Os funcionários do IBGE (Instituto Brasileiro de Geografia e Estatística) querem levar as críticas à atual gestão para a presidência da República. A direção executiva da Assibge (Sindicato Nacional dos Trabalhadores em Fundações Públicas Federais de Geografia e Estatística) se reuniu na 6ª feira com um integrante do governo federal para tratar sobre “sucessivas crises” da presidência de Marcio Pochmann.
O sindicato falou com o assessor especial da Secretaria-Geral da Presidência da República, Alexandre Varela, sobre conflito entre a gestão do órgão e os funcionários públicos. Segundo a associação, a relação com o corpo técnico do IBGE enfrenta “conflitos abertos” iniciados pela atual gestão.
Para o sindicalista, o principal conflito com Pochmann ganhou novos contornos depois de recentes demissões. Em 20 de janeiro, funcionários do IBGE assinaram uma “carta aberta aos servidores” criticando a retirada de diretores e “práticas” de Marcio Pochmann na condução do Instituto.

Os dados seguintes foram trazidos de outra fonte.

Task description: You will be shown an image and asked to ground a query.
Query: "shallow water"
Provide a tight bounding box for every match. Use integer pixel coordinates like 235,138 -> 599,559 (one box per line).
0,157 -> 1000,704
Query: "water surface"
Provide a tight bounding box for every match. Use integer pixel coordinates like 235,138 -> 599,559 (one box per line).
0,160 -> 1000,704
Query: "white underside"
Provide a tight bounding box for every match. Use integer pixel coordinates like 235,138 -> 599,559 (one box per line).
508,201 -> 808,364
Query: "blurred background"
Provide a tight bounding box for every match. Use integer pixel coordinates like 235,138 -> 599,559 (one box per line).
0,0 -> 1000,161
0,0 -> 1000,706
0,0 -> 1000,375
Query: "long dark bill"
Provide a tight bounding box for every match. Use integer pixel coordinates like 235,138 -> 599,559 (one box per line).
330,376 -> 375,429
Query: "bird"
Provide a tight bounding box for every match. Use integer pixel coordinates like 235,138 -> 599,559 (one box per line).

“A condução administrativa do Sr. Pochmann tem sido pautada por posturas autoritárias e desrespeito ao corpo técnico da casa, tendo culminado, em 15 de janeiro de 2025, na divulgação de um comunicado à sociedade para desferir ataque inaceitável à integridade ética dos servidores e de seu sindicato”, afirmou a carta, que não tem relação direta com o sindicato, mas foi divulgada espontaneamente pelos técnicos do IBGE.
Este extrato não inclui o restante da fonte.